A better fit for a better you

There is a television commercial that asks if you have back or knee pain because Medicare may pay for a brace for you. Simply call to see if you qualify.

Of course, you qualify. They bill your insurance, and you open up your package that came in the mail and say “now what?”

If this is your experience with braces, then you are pretty sure that they don’t work. Someone on the phone picked a brace, didn’t measure you, sent it to you without personalized instruction, and if something isn’t quite right, cannot help you.

A brace, or orthosis, is a device that supports bones, ligaments or substitutes for muscles. There are an endless number of orthoses for virtually any diagnosis. Let’s take knee braces as an example. There are knee braces for mild arthritis if your kneecap does not track well, osteoarthritis (bone on bone), injury, or ligament damage. Each of these orthoses is different and the many manufacturers make many models for different needs. How do you know what to get?
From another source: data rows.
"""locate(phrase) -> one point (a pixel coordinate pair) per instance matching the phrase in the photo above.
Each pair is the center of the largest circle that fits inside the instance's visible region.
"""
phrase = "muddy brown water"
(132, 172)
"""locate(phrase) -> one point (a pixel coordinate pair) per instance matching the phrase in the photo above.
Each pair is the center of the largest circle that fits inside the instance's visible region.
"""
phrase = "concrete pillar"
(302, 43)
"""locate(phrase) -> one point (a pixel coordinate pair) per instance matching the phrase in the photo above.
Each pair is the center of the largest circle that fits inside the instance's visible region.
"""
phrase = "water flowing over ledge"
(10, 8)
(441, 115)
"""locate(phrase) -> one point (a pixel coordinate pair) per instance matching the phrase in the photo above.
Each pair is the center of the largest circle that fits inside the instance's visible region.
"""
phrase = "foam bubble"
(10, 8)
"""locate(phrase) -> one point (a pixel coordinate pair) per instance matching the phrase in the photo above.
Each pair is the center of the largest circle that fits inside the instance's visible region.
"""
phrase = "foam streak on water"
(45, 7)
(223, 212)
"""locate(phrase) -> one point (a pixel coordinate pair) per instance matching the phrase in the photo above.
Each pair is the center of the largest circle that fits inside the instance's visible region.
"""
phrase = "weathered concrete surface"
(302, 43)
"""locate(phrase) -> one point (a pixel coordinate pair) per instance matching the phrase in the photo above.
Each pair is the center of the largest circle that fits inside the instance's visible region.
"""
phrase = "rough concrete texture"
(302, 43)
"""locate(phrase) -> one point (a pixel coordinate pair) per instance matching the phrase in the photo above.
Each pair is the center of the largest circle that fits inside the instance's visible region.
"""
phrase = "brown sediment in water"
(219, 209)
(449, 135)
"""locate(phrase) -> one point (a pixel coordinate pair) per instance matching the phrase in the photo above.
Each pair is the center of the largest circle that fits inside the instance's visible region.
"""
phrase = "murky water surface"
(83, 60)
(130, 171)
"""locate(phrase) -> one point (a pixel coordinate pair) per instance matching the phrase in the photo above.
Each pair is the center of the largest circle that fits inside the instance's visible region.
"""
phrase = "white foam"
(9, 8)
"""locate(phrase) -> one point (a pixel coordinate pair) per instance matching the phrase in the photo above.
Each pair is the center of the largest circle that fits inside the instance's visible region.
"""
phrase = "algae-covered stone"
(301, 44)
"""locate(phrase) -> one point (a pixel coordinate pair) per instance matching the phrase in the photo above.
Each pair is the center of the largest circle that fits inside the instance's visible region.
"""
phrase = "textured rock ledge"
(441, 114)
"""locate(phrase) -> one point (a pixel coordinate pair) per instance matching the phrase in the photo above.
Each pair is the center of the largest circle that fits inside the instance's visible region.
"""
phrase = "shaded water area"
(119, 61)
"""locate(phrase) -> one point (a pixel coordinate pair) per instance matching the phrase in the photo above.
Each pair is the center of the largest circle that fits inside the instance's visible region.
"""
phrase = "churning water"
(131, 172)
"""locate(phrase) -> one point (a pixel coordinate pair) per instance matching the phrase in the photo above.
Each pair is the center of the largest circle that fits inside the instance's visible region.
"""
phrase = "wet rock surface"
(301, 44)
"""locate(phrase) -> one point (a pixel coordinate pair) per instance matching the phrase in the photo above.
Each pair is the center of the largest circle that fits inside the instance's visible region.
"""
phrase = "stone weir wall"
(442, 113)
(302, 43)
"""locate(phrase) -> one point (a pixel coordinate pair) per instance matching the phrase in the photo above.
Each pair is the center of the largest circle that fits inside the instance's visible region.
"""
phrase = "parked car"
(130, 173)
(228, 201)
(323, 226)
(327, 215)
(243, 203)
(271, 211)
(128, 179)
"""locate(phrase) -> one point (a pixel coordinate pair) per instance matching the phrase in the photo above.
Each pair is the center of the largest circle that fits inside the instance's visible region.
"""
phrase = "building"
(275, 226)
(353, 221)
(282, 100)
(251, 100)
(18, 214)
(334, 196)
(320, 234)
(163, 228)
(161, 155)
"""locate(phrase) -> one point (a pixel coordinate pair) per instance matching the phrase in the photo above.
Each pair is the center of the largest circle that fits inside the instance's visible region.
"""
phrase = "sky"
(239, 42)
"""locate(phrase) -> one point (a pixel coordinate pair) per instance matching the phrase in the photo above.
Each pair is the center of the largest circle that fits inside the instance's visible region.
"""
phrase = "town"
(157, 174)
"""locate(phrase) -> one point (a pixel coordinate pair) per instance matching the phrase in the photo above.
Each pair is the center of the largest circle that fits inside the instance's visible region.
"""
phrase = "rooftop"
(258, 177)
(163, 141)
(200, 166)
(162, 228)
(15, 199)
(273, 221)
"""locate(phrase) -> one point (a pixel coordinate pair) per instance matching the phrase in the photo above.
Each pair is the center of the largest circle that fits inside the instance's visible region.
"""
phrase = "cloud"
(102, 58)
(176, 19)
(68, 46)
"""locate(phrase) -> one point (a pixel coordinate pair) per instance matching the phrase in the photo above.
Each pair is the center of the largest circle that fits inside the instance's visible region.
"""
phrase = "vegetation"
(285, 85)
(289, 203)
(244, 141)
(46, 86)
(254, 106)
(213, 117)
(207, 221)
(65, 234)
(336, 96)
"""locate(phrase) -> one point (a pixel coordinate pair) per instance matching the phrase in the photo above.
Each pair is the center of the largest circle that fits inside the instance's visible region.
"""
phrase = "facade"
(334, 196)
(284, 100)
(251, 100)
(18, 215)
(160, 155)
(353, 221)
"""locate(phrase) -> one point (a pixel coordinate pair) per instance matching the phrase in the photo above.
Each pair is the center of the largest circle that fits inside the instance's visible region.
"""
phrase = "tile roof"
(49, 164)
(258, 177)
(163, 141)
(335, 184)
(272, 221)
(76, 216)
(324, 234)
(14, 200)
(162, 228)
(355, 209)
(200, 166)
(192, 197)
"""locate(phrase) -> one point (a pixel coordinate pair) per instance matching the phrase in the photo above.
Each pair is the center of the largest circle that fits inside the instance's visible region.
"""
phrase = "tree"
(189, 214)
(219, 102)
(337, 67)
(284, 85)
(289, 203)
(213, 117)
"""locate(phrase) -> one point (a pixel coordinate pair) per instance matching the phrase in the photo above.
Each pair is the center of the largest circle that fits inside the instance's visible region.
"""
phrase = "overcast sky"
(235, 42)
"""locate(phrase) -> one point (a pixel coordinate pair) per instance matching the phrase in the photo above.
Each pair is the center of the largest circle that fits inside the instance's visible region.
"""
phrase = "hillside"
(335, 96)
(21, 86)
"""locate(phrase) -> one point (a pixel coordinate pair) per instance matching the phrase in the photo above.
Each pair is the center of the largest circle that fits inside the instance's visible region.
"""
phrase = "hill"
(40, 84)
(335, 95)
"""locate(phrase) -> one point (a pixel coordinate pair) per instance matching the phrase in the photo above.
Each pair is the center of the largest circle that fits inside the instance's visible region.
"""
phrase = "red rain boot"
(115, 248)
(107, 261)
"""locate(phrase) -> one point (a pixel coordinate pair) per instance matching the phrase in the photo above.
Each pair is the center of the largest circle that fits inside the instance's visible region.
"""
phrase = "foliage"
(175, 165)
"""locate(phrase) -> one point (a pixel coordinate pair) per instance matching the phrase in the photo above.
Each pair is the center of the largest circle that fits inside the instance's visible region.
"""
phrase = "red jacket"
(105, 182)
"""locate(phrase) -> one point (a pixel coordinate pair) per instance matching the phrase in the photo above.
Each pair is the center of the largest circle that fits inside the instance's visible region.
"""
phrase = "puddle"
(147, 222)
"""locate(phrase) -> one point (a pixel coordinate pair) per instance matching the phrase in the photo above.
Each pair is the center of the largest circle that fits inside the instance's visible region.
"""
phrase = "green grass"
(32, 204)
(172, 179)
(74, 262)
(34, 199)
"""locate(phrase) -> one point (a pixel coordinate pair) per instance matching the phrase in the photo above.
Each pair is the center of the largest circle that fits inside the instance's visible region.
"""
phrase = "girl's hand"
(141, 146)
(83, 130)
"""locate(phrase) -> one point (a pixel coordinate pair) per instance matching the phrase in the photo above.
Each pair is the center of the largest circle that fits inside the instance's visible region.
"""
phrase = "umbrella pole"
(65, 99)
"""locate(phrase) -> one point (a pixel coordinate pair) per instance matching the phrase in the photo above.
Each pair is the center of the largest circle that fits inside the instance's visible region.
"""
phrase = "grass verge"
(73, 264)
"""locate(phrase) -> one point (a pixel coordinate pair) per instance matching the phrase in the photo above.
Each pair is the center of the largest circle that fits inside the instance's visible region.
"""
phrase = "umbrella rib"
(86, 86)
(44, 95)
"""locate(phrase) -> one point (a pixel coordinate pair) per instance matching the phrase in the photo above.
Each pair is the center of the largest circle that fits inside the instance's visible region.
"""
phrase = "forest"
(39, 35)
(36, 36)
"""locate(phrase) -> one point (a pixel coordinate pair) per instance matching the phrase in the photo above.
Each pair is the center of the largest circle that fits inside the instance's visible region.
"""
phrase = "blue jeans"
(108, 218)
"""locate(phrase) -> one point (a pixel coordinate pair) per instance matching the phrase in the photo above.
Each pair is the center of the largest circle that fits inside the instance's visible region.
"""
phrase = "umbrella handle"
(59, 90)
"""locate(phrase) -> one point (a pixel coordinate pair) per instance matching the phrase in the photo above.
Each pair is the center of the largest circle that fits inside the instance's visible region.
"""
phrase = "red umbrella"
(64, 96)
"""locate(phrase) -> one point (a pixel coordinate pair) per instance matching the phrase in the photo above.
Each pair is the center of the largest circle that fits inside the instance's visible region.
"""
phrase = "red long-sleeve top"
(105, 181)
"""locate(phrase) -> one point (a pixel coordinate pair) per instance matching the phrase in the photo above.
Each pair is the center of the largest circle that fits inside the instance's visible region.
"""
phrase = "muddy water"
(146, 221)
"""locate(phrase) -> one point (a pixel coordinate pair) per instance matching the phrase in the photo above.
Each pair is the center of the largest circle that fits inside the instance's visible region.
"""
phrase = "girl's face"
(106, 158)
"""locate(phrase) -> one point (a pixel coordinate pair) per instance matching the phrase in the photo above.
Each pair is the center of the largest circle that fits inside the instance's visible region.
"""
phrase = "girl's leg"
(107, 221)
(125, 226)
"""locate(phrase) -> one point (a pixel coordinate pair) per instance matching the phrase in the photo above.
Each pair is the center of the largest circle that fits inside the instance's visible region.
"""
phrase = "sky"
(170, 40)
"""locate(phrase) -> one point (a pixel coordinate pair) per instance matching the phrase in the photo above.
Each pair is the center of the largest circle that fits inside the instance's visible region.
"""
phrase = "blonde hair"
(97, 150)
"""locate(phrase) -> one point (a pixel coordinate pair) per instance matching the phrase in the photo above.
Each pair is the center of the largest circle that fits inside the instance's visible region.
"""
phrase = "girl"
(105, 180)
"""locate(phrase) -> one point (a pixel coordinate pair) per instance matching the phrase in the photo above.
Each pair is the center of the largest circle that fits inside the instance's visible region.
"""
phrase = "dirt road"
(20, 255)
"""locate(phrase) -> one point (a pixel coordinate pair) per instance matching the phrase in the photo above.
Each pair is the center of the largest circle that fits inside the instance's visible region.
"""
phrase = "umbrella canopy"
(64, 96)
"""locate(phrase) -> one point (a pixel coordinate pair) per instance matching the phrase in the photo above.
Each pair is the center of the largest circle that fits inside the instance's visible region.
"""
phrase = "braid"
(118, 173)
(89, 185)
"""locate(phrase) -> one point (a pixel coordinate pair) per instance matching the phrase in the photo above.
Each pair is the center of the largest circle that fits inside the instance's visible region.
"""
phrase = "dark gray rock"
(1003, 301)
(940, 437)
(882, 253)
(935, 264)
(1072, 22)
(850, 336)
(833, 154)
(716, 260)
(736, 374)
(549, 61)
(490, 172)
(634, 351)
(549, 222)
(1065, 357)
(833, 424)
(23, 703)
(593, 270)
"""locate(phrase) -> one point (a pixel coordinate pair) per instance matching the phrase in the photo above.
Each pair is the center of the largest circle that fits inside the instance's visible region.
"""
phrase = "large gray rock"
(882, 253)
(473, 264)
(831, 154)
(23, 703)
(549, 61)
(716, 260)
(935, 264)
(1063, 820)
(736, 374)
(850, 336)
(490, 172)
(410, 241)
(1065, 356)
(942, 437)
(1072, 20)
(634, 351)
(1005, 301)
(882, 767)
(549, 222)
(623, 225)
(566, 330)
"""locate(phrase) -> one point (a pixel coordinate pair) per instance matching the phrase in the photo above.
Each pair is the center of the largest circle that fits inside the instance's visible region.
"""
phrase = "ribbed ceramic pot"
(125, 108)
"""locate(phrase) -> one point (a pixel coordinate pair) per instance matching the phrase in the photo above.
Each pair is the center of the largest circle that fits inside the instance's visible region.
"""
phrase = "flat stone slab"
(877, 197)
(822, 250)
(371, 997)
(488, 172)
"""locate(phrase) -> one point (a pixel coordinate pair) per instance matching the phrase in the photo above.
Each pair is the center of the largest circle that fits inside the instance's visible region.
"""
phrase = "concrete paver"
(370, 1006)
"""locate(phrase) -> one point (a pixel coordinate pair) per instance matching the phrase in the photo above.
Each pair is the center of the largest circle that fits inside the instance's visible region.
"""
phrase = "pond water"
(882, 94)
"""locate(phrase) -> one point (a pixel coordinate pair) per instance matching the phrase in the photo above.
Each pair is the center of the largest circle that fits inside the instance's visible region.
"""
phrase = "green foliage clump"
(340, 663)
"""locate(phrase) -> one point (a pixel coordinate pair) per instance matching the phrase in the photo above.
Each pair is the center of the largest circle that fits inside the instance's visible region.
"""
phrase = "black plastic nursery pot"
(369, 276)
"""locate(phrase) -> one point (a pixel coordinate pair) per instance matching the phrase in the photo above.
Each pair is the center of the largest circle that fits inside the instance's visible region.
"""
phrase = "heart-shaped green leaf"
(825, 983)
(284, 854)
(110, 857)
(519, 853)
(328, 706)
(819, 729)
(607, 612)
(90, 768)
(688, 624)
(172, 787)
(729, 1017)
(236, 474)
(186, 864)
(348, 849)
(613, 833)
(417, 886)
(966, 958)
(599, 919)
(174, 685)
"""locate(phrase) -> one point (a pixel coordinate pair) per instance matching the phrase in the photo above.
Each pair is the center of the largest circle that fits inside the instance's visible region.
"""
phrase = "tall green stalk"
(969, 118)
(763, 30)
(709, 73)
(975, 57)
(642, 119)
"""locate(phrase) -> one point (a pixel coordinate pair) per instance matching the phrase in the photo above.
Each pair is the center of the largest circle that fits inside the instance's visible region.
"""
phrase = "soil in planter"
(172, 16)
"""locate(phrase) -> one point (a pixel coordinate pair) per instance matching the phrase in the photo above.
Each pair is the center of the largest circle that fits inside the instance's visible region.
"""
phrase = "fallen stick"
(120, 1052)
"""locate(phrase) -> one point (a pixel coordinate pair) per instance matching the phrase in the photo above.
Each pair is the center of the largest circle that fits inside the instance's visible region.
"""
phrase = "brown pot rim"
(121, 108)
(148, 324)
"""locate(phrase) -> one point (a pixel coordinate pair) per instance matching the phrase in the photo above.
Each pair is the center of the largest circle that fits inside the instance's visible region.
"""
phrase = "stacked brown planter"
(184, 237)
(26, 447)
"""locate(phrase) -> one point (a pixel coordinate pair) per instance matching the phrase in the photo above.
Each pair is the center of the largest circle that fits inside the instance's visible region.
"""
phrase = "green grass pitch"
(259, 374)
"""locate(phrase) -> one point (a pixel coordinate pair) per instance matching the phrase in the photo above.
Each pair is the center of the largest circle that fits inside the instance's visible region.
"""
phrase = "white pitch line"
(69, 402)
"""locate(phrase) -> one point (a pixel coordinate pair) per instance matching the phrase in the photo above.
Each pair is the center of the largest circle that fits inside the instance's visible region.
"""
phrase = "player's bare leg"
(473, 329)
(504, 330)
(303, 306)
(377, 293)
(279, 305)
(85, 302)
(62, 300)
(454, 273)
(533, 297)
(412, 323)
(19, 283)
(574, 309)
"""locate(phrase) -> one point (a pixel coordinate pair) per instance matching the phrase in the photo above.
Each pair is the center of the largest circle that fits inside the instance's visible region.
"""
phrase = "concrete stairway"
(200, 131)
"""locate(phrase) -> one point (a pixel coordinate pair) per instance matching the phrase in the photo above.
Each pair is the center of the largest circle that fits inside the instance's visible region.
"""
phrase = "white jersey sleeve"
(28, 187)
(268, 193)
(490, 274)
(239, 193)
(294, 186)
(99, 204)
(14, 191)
First, you talk to your doctor, they will help you decide if an orthosis can help you. This involves an examination to see what the specific problem is and the type of support you need. The doctor then writes a prescription, that you can fill wherever you want.

JAY ROY, CPO

The person that fits you should be a qualified fitter trained in ‘orthotics’, the fitting of braces. Adjustments are made in the fitting of the brace to customize it to you. They will walk you through the insurance maze, Medicare is pretty straightforward, but other insurances need to be called to check coverage, deductibles, frequency and copays. That ‘orthotist’, or fitter, will measure you for the right size brace and then fit it to you.

The most important key to successfully wearing an orthosis happens between the ears. You should understand why the brace will help you, and when you should wear it. The fitter will fully instruct you in use of your brace. Understanding how to put it on correctly can make the difference in comfort and support of the device. If you have questions or concerns about your orthosis, you can call that fitter for guidance, or instruction. A benefit of Medicare is that adjustments made to the brace for 3 months are at no charge.

The reason that the braces on TV don’t work, is because they are not fit to you and there is no personal instruction or support.